|Paper title||The CCI Open Data Portal: Recent Developments and Lessons Learnt|
|Form of presentation||Poster|
The CCI Open Data Portal has been developed as part of the European Space Agency (ESA) Climate Change Initiative (CCI) programme, to provide a central point of access to the wealth of data produced across the CCI programme. It is an open-access portal for data discovery, which supports faceted search and multiple download routes for all the key CCI datasets. The CCI ODP can be accessed at https://climate.esa.int/data.
The CCI Open Data Portal has been in operation since 2015, and since its inception, has provided access to over 450 datasets and has had more than 50 million file accesses. It consists of two front end access routes for data discovery: a CCI dashboard, which shows the breadth of CCI products available and the time ranges which are covered and can be drilled down to select the appropriate datasets; and a faceted search index, which allows users to search for data over a wider range of characteristics. These are supported at the back end by a range of services provided by the Centre for Environmental Data Analysis (CEDA), which includes the data storage and archival, catalogue and search services, and download servers supporting multiple access routes (FTP, HTTP, OPeNDAP, OGC WMS and WCS). Direct access to the discovery metadata is also available, and can be used by downstream tools to build other interfaces on top of these components e.g., the CCI Toolbox uses the search and OPeNDAP access services to include direct access to data.

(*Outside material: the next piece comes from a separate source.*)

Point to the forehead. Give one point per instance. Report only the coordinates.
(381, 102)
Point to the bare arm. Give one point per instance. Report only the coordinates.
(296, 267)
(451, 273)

In the initial phase of the CCI Open Data Portal, a combination of Earth System Grid Federation (ESGF) search and CEDA’s Catalog Service for Web (CSW), were used to provide the functionality of the portal search. However, using the combination of the two services, and the specialised requirements of ESGF, added complexity, and increased the effort needed to publish data, so the portal was redeveloped in 2019 under the CCI Knowledge Exchange project. In this new phase, the Open Data Portal combines search and data cataloguing using OpenSearch with data serving capacity using Nginx and THREDDS, which has simplified the publication process, and allowed more flexibility when including data. A number of innovations have been made to data serving functionality with the adoption of containers and Kubernetes to provide a scalable data service and the provision of an analysis-ready data cache on JASMIN’s object store using Zarr serialisation of source netCDF files. The latter augments the existing data service to provide access to data for the CCI Toolbox application with data rechunked to provide optimal performance for data analysis queries. Publishing has been further streamlined through two changes. First, the servers providing data download and OPeNDAP services (Nginx & THREDDS) are reading directly from the file system so data appears there as it reaches the CEDA archive. Second, through the use of message passing frameworks (RabbitMQ) and containerised processing scripts, we can generate the metadata needed for search in parallel to the files reaching the archive. In some cases, manual changes are needed to this metadata. These are fed in using configuration files and become part of an automated workflow to re-tag the affected data files, leveraging Continuous Integration pipelines.
A key challenge in the operation of the CCI Open Data Portal comes from the heterogeneity of the different datasets that are produced across the Climate Change Initiative programme, with different scientific areas and different user communities all have differing needs in terms of the format and types of data produced. To this end, the work of the CCI Open Data Portal, also includes maintaining CCI data standards. These standards aim to provide a common format for the data, but necessarily, still leaves considerable breadth in the types of data produced. This provides challenges in providing harmonised search and access services, and solutions have been developed to ensure that every dataset can still be fully integrated into our faceted search services.
In this presentation we will describe the CCI Open Data Portal, recent developments, and the lessons that we have learnt from over six years of operations.